Un trésor rare du 16e siècle, récemment rendu par un musée britannique à la famille juive qui en était propriétaire, sera vendu aux enchères cette semaine ; sa valeur est estimée à un demi-million de livres sterling.

La vente apportera à l’histoire de ce magnifique artefact un dénouement triomphant. Les fonds récoltés seront utilisés à des fins de bienfaisance, comme le souhaitait leur propriétaire.

Le Ashmolean, le premier musée universitaire du monde, a reçu un legs spectaculaire en 2012 : les biens de Michael Wellby, un collectionneur britannique de premier plan.

Parmi les 500 articles de l’époque de la Renaissance et du Baroque dont il a hérités, figurait une cave à sel datant de 1560, qui aurait été utilisée lors des fêtes royales européennes, a rapporté The Telegraph dimanche.

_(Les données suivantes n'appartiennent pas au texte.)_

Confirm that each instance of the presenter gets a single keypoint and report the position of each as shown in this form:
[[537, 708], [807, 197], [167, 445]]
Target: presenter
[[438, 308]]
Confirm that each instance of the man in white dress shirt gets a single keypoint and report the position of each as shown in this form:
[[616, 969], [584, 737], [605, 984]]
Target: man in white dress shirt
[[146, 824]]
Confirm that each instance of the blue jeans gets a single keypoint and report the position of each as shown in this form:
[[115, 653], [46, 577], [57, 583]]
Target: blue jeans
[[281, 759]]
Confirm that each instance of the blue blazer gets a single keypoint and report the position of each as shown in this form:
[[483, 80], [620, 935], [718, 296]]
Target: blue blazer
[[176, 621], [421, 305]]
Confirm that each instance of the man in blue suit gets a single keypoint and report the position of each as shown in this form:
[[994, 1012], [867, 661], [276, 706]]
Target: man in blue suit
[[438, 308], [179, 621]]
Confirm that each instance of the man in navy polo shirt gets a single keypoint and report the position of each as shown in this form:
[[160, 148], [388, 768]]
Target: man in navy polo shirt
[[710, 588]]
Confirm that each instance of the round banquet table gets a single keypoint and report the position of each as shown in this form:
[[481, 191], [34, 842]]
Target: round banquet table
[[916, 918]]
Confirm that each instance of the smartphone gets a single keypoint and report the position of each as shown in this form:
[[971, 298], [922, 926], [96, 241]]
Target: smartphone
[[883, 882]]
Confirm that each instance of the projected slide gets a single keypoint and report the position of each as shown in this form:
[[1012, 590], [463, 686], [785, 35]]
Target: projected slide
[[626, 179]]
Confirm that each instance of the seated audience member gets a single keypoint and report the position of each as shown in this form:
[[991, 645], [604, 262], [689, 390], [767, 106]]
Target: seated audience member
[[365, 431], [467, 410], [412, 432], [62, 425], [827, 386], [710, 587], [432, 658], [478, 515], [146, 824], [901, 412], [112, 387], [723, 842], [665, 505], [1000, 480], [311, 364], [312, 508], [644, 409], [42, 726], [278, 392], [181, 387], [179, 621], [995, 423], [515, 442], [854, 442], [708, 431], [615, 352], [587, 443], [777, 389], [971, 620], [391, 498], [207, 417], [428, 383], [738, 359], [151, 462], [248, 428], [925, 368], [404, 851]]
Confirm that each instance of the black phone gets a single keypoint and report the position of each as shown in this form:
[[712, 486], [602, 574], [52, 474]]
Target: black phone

Mais en étudiant l’histoire de l’objet, l’institution Oxford a appris que, alors que rien ne laissait croire que Wellby ait agi autrement que de bonne foi, l’objet faisait à l’origine partie d’une collection appartenant à un couple germano-américain juif spolié par les nazis.

La cave à sel a été retracée jusqu’à Henry et Emma Budge, qui avaient regagné leur Allemagne natale après avoir immigré aux États-Unis à la fin du 19e siècle, où ils ont prospéré financièrement en tant que banquiers et financiers des chemins de fer reliant New York, Philadelphie et Boston.

Lorsque Emma est morte en 1935, huit ans après son mari, elle a laissé la collection de la famille aux foyers de soins fondé par le couple pour les juifs et les chrétiens âgés de Hambourg. Mais les nazis se sont emparés de l’ensemble du legs, et l’ont vendu aux enchères, en 1937, à Berlin. Les profits ont été reversés au gouvernement nazi.

Apprenant l’histoire de la cave à sel, les directeurs du Ashmolean ont décidé de rendre l’objet à la famille Budge, qui le vendront aux enchères dans une vente des Trésors de Sotheby mercredi. Les profits iront aux foyers de soins fondés par le couple, comme les propriétaires l’avaient initialement prévu.

Le mois dernier, une peinture pillée et cachée depuis des décennies a battu des records de prix dans une rare vente à Londres.

Le tableau « Deux coureurs sur une plage », de Max Liebermann, faisait partie des plus de 1 200 œuvres d’art détenues dans l’appartement munichois de Cornelius Gurlitt lorsque la police allemande l’a perquisitionné en 2012.

La vente aux enchères comprenait également un portrait de Gustav Klimt spolié par les nazis à des Juifs et vendu après la résolution d’un différend entre les descendants de l’artiste et le sujet.